A good mitigation right now is to make sure you are downloading from multiple locations. If the e621 link is messed up, it won't be on another site, and holes tend to fill in over time.

brachna commented 12 months ago

Wish I knew about that option before-hand, because it's such a deal-breaker for me. Bandwidth is not such a problem for me personally since I have unlimited internet plan, but it can be very useful in some other situations as well. For example kemono.party downloader. That one transforms api link into normal post and then associates it as POST url. For that one I enable "associate (and trust) additional source urls", by default i set it to OFF. Point is when I do this I make informed decision and take responsibility, I know what it entails now if I get it wrong. I would never enable this for any booru if that means those urls will be counted and I potentially miss on files.
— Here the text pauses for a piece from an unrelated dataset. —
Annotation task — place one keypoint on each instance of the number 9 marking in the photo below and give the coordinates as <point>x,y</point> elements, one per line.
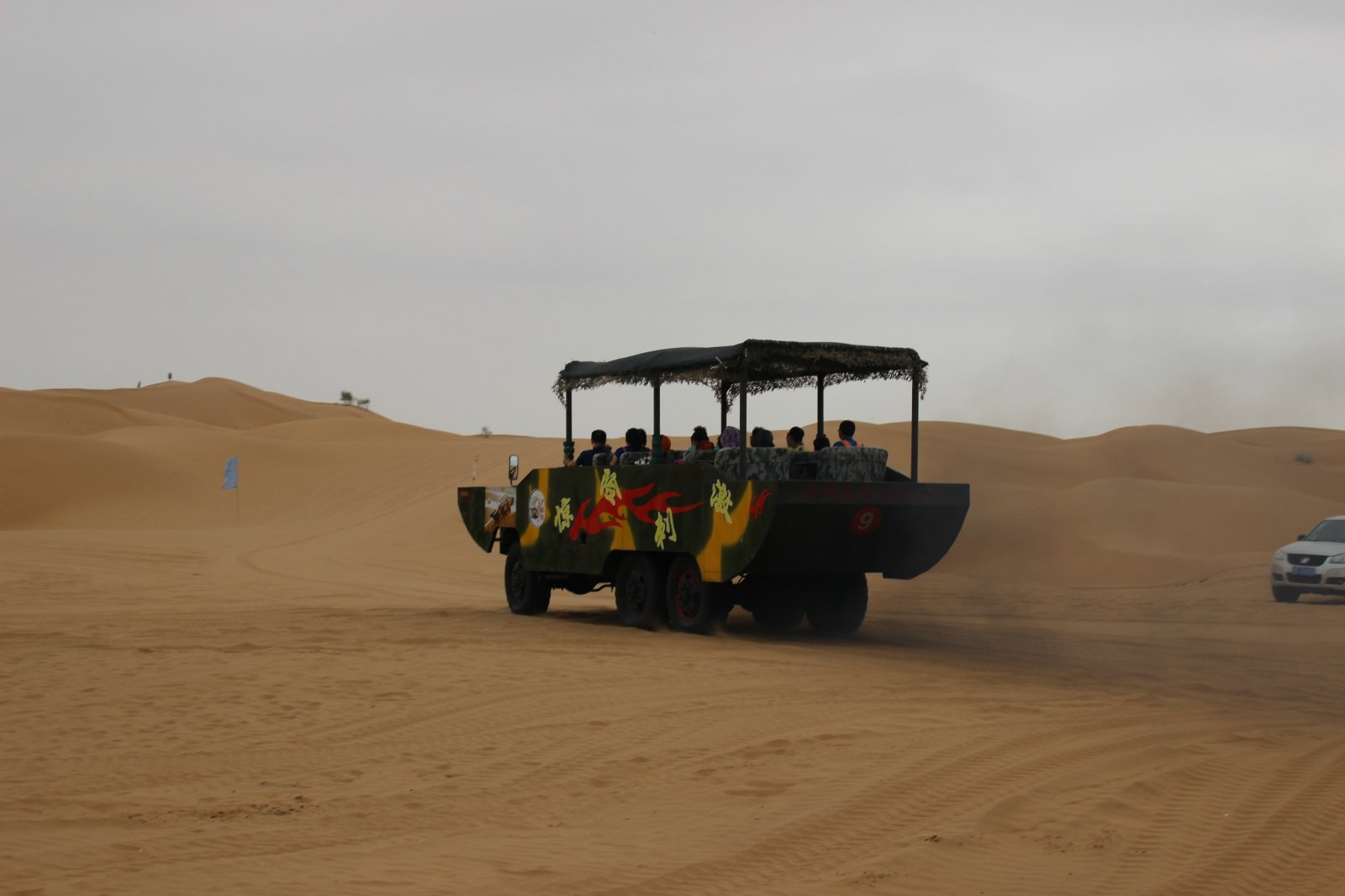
<point>865,521</point>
Anyway, I tried to remedy this by mass deleting all urls from all files, then I would simply regenerate them by re-downloading most of them. At first I tried using manage->urls and mass delete them (~250000 selected files). Hydrus did... something for 25 hours then I gave up and closed it. Suggestion would be to add some sort of progress bar for slow operations like these (Hydrus db is on non-OS SSD). Without it it's unclear if it was even working or hit some race condition or something. What I did then was open client.master.db in SQLiteStudio and cleared urls table entirely. At first everything was smooth, but then I noticed some re-downloaded images were having multiple urls of same domain, obviously referring to different files. So again I cleared urls table in client.master.db and also cleared urls table in client.db. Then deleted client.caches.db for good measure. Hydrus gave a ton of warnings on boot, but so far seems to work just fine. Or am I missing something?

I may come off as ranty, don't get me wrong. Hydrus is a fantastic program and I thank you very much for working on it.

floogulinc commented 12 months ago

It's really not advised to go editing the DB like that without actually knowing how it works and having a backup.

brachna commented 12 months ago

Agreed, it was done mostly out of desperation. Worst case scenario I'll make a clean Hydrus installation and import client_files to it.

hydrusnetwork commented 10 months ago

Yeah, if you are going into the database, make sure you have a good backup. Then, if, when you boot, you get weird behaviour, you can roll back to the backup and try again.

There is another table that relies on the urls table, the url_map in client.db. Is that what you cleared in your second attempt? If so, I think you are now good.

Sorry for the trouble on the 25k-strong hanging dialog. Most of my dialogs are only ok up to a few hundred or a thousand files. I don't have good scaling tech or asynchronous UI updates on the rarer commands yet.

I think you have figured out a method to get your downloaders working how you want here, so I'm going to close the issue.

brachna commented 10 months ago

I decided to make a fresh db, took a while, but better now then later. I'll keep in mind about url_map, thanks.